Троцкий – непревзойденного уровня ортодокс, для которого марксистские «основополагающие истины» до конца жизни оставались главными «теоретическими» постулатами. Для прагматика же Сталина не только марксизм, но и все остальные «измы» являлись рабочим инструментом, используемым для созидания ему нужного, в рамках своего видения, мощного тоталитарного государства. Он, как и Троцкий, тоже мнил себя одним из вождей, для которых, по Кропоткину, «тайной мечтой» была возможность революционно-легального уничтожения своих врагов, завоевания власти, создания всесильного государства, предоставления вождям роли управляющих, а народу – беспрекословных исполнителей. Но… только в рамках голого прагматизма, а не теоретизированных мечтаний.

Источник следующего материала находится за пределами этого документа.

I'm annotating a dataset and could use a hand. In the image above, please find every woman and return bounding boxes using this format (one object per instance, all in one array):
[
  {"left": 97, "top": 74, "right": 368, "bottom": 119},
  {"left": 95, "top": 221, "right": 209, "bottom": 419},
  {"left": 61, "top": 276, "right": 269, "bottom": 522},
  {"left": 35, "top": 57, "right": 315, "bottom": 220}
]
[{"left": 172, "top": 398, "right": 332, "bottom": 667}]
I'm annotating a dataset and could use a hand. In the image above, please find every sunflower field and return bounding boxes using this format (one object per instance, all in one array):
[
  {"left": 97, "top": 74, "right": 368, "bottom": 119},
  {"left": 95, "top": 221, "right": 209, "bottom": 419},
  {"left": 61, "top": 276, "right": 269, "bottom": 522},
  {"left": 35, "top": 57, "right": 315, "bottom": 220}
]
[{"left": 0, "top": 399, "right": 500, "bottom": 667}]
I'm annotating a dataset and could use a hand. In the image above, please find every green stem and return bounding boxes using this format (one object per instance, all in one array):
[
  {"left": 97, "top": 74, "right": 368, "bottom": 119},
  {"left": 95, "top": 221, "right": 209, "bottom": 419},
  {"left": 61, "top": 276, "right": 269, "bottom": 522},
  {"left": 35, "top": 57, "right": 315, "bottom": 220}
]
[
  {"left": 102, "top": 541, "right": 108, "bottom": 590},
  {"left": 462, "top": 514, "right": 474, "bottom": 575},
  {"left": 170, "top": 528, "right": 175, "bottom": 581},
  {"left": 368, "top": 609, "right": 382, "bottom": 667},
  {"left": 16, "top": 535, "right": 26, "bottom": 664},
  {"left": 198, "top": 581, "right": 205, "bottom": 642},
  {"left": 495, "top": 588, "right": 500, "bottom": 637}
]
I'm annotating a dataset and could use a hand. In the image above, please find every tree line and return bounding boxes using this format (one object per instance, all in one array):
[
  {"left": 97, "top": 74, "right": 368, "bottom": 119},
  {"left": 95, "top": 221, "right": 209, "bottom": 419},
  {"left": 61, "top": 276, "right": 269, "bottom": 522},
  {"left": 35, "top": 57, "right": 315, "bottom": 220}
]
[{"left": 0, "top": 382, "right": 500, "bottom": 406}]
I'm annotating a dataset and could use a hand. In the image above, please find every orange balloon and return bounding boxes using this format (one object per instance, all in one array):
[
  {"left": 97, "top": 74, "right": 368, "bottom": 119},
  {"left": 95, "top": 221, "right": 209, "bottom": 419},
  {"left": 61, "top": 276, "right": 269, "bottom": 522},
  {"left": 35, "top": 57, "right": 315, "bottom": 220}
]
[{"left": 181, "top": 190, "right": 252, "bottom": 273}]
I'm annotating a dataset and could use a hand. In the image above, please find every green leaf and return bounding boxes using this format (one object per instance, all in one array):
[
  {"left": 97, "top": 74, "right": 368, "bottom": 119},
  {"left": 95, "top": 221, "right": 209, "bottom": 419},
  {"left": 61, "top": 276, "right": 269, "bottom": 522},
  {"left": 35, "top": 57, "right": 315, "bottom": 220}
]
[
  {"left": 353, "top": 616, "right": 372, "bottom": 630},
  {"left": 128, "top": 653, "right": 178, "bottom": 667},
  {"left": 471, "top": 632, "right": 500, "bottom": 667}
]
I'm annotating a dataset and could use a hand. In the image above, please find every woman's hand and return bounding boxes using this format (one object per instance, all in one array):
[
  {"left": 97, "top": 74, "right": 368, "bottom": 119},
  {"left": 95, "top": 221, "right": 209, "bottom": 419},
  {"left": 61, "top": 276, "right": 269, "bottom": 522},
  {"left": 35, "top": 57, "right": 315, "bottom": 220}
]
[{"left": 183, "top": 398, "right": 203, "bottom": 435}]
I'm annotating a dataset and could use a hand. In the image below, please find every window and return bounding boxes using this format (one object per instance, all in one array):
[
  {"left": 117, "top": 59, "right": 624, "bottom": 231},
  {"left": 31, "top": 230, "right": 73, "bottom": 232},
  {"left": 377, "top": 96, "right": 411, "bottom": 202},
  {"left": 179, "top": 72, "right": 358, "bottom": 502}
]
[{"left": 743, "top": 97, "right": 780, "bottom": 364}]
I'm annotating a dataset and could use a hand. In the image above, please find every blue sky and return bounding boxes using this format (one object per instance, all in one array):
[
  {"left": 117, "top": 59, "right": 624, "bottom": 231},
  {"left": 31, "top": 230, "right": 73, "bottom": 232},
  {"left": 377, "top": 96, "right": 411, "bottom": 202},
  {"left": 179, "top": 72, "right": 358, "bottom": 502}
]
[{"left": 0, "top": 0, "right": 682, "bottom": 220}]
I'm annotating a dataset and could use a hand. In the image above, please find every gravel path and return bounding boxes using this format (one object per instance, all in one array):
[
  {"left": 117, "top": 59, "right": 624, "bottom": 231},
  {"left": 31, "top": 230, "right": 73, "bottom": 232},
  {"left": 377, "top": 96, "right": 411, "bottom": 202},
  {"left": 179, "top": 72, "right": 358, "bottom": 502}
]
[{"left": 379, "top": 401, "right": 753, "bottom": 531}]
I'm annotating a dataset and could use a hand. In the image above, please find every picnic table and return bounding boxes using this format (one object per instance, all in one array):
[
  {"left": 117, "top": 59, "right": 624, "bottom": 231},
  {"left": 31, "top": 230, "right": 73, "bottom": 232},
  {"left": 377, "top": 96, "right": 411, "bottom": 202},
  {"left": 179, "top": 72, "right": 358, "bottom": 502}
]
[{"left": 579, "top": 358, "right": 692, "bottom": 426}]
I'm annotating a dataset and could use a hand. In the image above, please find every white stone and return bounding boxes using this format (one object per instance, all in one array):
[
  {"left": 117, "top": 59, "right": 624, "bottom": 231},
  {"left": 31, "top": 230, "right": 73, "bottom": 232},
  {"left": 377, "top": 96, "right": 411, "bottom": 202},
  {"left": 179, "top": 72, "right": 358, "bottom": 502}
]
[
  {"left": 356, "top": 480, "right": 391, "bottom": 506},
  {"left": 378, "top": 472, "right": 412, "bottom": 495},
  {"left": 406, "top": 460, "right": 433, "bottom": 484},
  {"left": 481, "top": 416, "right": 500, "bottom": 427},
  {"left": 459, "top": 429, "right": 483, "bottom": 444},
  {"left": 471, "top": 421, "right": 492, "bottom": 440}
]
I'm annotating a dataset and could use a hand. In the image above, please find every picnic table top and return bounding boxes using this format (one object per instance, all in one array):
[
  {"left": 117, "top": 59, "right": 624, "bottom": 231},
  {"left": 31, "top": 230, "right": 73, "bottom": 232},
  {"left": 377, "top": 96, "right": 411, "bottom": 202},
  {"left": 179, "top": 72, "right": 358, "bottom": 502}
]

Верность Троцкого «идеям мировой пролетарской революции, которым, увы, оставалось все меньше и меньше места», есть следствие не установившегося «господства сталинского аппаратно-бюрократического режима и стабилизации мировой капиталистической системы», а его наивных представлений о жизни, стратегической бездарности, несусветного догматизма и, я бы добавил, величайшего эгоцентризма. Причины и следствия тут господин Симонов явно поменял местами. В этом смешении, непонимании существа законов жизни и движения по ней человека и состоит трагедия (а не драма) «блестящего и прозорливого» Троцкого.

Примерно на таком же уровне, на ту же тему и по таким же, судя по всему, исходным основаниям написаны о Троцком книжки И. Дойчера и Н. Васецкого. Перл признания последнего: «Более полутора десятков лет занимаюсь Троцким, но никак не могу «попасть с ним в ногу». Это в смысле «загадочности» Троцкого, его «незапрограммированности, гениальности, неординарности». А ведь и, правда, может «загадка», что позволила ему вкупе с другими одержимыми возвести систему, «разрешившую» сотням и тысячам людей, ему подобных, десятилетиями заниматься такого рода «исследованиями»?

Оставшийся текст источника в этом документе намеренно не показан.